What was the campaign of Herschel Walker, football star, fumbler of sentences, Donald Trump-anointed, alleged abortion-procurer and all-around quagmire? Did we dream it? Did it dream us? It was a fiasco from the beginning, when the Associated Press reported that Walker had once violently threatened his ex-wife — all the way clear to the end: On Monday, the day before the election, an ex-girlfriend alleged that he had grabbed her by the throat and attempted to punch her (he missed, she said, and hit the wall).

Also this week, Business Insider reported that Walker had served as spokesman for two charities that appeared to engage in “little, if any charity.” Also this week, Walker criticized an unspecified “they” for “bringing pronouns into our military,” but then added, “I don’t even know what the heck is a pronoun.”

“I think Herschel Walker will probably go down as one of the worst candidates in our party’s history,” Georgia’s Lt. Gov. Geoff Duncan told CBS news in an interview over the weekend.

Hesse: The baffling defense of Herschel Walker

And yet: The runoff election was necessary only because in the general election back in November, Walker and Warnock were neck and neck, each one winning nearly 2 million votes. GOP establishment figures continued, in the ensuing weeks, to support their guy. Sens. Ted Cruz (Tex.) and Lindsey O. Graham (S.C.) showed up at a rally in the final stretch of the campaign. “You know why they’re coming after him so hard?” Graham asked. “They’re afraid of him. This is a liberal nightmare.”

The campaign was definitely some kind of nightmare. That is accurate.

Again: What was this campaign?

The Herschel Walker campaign was a slow-motion train wreck. But it was also an inevitability, something set on the tracks long ago. The logical outcome of what happens when a farcical former president fancies himself a kingmaker but favors jesters for the job — Dr. Oz, Sarah Palin.

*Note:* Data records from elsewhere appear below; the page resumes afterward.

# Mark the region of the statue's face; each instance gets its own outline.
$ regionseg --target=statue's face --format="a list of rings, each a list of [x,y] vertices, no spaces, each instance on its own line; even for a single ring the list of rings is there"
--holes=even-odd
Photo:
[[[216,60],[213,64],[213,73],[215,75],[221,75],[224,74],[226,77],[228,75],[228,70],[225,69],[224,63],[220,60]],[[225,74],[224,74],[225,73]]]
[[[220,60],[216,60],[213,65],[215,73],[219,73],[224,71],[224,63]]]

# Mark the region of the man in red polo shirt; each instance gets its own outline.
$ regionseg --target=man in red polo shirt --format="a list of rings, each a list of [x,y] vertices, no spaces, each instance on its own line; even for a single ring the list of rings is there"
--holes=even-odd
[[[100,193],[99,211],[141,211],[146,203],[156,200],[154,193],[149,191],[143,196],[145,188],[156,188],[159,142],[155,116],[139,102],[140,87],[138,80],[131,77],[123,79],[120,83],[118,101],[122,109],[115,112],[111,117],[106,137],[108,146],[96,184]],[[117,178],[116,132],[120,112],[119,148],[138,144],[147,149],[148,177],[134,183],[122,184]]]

The campaign was what happens when a party decides that “winning is a virtue,” as right-wing commentator Dana Loesch once said when explaining her support for Walker — that it is, in fact, the only virtue worth pursuing, at the expense of integrity, consistency, truthfulness. Herschel Walker’s campaign was as though a diabolical political scientist boiled down the essence of a typical Trump candidate to its essential goop, leaving behind the distilled dregs of a political philosophy that mostly centers on spouting off nonsense about pronouns and wokeness and reproductive rights and how climate legislation was unnecessary because there were “enough trees around here.”

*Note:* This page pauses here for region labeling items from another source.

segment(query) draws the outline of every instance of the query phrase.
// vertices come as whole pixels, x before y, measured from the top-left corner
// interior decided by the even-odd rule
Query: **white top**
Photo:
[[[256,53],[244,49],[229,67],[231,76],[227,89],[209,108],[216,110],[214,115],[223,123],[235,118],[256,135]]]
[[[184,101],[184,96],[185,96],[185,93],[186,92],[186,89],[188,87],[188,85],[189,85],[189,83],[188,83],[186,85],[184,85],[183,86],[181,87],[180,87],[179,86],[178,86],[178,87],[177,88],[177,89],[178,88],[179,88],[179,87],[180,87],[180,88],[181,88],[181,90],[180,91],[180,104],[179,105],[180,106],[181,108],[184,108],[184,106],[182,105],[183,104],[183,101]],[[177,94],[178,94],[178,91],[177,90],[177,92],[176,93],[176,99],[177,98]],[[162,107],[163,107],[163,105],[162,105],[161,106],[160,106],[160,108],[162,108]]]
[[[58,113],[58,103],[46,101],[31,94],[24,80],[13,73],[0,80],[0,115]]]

Throughout the campaign, various commentators launched thoughtful conversations about Walker and what his candidacy said about political fitness. What his candidacy said about athlete worship. What it said about White America, and how White Americans might be using Walker for their own purposes (Please, do read Caroline Randall Williams’s sharp and thoughtful article on this topic in the Atlantic: “I don’t particularly care that Herschel Walker doesn’t seem to know he’s being used,” she wrote. “I care that America let it get this far.”). Certainly Walker himself would have been better off if he had remained retired as a beloved sports figure, in which case his personal demons might have remained private, rather than as a befuddling political figure, at which point they became fair game for public excavation.

In the end, these conversations might have been impactful — the man did lose, after all, though not by much. Less than 100,000 votes out of more than 3.5 million cast.

This (relatively) narrow result was yet another inevitability, one that has to do with another unfortunate reality of our politics: Candidate quality matters, but only at the margins. Walker is not heading to the Senate, but nearly half the Georgia electorate was ready and willing to send a man such as him to the government’s so-called “greatest deliberative body” at the behest of a former president and his core supporters, who might have voted for three bags of MAGA hats in a trench coat if Trump said it was a “great fighter.”

The candidate could have been anyone, and it was Herschel Walker.

It’s not Walker’s “controversial image” that voters, evangelical and otherwise, should be grappling with. It’s the fact that when confronted with this disaster of a campaign, they felt the need to grapple at all.